By far the greater number of the rocks which contain leucite are lavas of Tertiary or recent geological age. They are never acid rocks which contain quartz, but felspar is usually present, though there are certain groups of leucite lavas which are non-felspathic. Many of them also contain nepheline, sodalite, hauyne and nosean; the much rarer mineral melilite appears also in some examples. The commonest ferromagnesian mineral is augite (sometimes rich in soda), with olivine in the more basic varieties. Hornblende and biotite occur also, but are less common. Melanite is found in some of the lavas, as in the leucite-syenites.

The rocks in which orthoclase (or sanidine) is present in considerable amount are leucite-trachytes, leucite-phonolites and leucitophyres. Of these groups the two former, which are not sharply distinguished from one another by most authors, are common in the neighbourhood of Rome (L. Bracciano, L. Bolsena). They are of trachytic appearance, containing phenocysts of sanidine, leucite, augite and biotite. Sodalite or hauyne may also be present, but nepheline is typically absent. Rocks of this class occur also in the tuffs of the Phlegraean Fields, near Naples. The leucitophyres are rare rocks which have been described from various parts of the volcanic district of the Rhine (Olbrück, Laacher See, &c.) and from Monte Vulture in Italy. They are rich in leucite, but contain also some sanidine and often much nepheline with hauyne or nosean. Their pyroxene is principally aegirine or aegirine augite; some of them are rich in melanite. Microscopic sections of some of these rocks are of great interest on account of their beauty and the variety of felspathoid minerals which they contain. In Brazil leucitophyres have been found which belong to the Carboniferous period.

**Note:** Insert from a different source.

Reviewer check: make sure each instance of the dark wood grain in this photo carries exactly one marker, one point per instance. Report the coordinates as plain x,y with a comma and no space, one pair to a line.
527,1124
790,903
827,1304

Those leucite rocks which contain abundant essential plagioclase felspar are known as leucite-tephrites and leucite-basanites. The former consist mainly of plagioclase, leucite and augite, while the latter contain olivine in addition. The leucite is often present in two sets of crystals, both porphyritic and as an ingredient of the ground mass. It is always idiomorphic with rounded outlines. The felspar ranges from bytownite to oligoclase, being usually a variety of labradorite; orthoclase is scarce. The augite varies a good deal in character, being green, brown or violet, but aegirine (the dark green pleochroic soda-iron-augite) is seldom present. Among the accessory minerals biotite, brown hornblende, hauyne, iron oxides and apatite are the commonest; melanite and nepheline may also occur. The ground mass of these rocks is only occasionally rich in glass. The leucite-tephrites and leucite-basanites of Vesuvius and Somma are familiar examples of this class of rocks. They are black or ashy-grey in colour, often vesicular, and may contain many large grey phenocysts of leucite. Their black augite and yellow green olivine are also easily detected in hand specimens. From Volcanello, Sardinia and Roccamonfina similar rocks are obtained; they occur also in Bohemia, in Java, Celebes, Kilimanjaro (Africa) and near Trebizond in Asia Minor.

Leucite lavas from which felspar is absent are divided into the leucitites and leucite basalts. The latter contain olivine, the former do not. Pyroxene is the usual ferromagnesian mineral, and resembles that of the tephrites and basanites. Sanidine, melanite, hauyne and perofskite are frequent accessory minerals in these rocks, and many of them contain melilite in some quantity. The well-known leucitite of the Capo di Bove, near Rome, is rich in this mineral, which forms irregular plates, yellow in the hand specimen, enclosing many small rounded crystals of leucite. Bracciano and Roccamonfina are other Italian localities for leucitite, and in Java, Montana, Celebes and New South Wales similar rocks occur. The leucite-basalts belong to more basic types and are rich in olivine and augite. They occur in great numbers in the Rhenish volcanic district (Eifel, Laacher See) and in Bohemia, and accompany tephrites or leucitites in Java, Montana, Celebes and Sardinia. The “peperino” of the neighbourhood of Rome is a leucitite tuff.